ストーリーに流れる上品な静謐感を楽しみたくて手にしました。

ページを開いた時、まだこの感触を忘れていなかったと気づき、とても嬉しかったです。
何しろ、最初に読んだのは二十数年前のことなのですから。

表題作「おぱらばん」とはフランス語のAUPARAVANT(日本語では「以前」という意味)のことです。

フランス文学研究者でもある著者によるフランスや他国々における出来事(事実だとは限らない)をエッセイ風に表現した短編が15編入っています。

エッセイ風の短編とは、なかなか面白い表現方法でした。
どんな作りかというと、短編に海外の文芸作品を取り上げ、そのあらすじが短編中に記されており、短編の本筋にその文芸作品の内容が絡んでいく、というものです(全ての短編がそうだというわけではないですが)。

取り上げられている海外の文芸作品が純文学である場合、気持ちがそそられるのですが、それ以外の作品の場合、特に後半の短編あたりから、本筋との絡みにひねりが弱くなって来たことや、短編の本筋自体が雑事的で今ひとつとなっていました。
いわゆるネタ切れというべきなのでしょうか?

しかし、文章が素晴らしい。この世にたくさんの小説があり、さまざまな文章がありますが、それぞれに個性というグラデーションが見られます。堀江作品には、初秋の雨のような落ち着き感があります。

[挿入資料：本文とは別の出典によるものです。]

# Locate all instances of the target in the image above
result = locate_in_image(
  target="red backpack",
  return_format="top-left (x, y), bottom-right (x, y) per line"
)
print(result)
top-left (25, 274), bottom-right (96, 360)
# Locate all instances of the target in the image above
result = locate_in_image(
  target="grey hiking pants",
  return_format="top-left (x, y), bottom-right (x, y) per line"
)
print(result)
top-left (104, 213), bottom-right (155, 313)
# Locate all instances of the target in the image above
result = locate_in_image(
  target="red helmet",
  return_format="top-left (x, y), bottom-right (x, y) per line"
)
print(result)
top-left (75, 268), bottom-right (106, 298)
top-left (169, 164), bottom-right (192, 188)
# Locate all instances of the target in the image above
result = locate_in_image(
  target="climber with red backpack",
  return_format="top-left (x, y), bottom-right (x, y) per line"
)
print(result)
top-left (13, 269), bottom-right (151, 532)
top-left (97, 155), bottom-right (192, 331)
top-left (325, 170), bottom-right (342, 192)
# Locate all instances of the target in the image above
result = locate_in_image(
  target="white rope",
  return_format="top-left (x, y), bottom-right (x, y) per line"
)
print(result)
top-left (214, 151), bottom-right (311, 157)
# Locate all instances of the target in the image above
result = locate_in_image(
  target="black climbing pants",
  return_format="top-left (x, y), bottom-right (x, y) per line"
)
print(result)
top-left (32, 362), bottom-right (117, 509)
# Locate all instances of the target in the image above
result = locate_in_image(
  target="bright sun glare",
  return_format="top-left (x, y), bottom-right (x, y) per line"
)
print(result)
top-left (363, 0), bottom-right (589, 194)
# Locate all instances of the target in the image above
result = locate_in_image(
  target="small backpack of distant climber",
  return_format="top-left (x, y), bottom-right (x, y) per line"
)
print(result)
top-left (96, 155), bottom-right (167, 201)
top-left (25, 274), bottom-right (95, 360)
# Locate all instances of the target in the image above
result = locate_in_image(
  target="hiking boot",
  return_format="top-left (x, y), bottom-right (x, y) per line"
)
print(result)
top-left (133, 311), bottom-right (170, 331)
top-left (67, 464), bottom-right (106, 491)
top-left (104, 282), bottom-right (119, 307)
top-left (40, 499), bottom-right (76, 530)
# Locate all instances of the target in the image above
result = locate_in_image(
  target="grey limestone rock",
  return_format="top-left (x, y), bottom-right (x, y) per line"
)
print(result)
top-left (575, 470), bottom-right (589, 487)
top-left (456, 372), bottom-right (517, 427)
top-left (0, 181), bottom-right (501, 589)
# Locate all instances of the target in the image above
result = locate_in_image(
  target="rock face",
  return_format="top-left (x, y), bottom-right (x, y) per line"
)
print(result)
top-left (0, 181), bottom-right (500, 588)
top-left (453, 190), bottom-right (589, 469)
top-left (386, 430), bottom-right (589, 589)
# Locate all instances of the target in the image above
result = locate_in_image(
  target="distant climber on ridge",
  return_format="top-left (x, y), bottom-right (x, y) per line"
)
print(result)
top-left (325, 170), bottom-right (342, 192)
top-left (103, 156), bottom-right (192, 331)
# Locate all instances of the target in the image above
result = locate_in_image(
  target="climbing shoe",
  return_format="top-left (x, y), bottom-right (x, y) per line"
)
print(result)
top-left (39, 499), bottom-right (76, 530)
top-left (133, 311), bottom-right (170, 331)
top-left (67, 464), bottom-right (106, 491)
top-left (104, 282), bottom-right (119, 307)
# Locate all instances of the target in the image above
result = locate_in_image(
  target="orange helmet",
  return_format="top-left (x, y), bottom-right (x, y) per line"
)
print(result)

短編中、河馬の絵葉書を集める人の話がありました(「留守番電話の詩人」)。
本筋が興味深いし、あらすじの書かれている作品もとても面白そうでした。
その作品さえ読んでみたいとすら思いました。

読後、僕が散歩していたら、公園に河馬(の置き物)があったので撮影しました。
もちろん絵葉書にはならないですけども。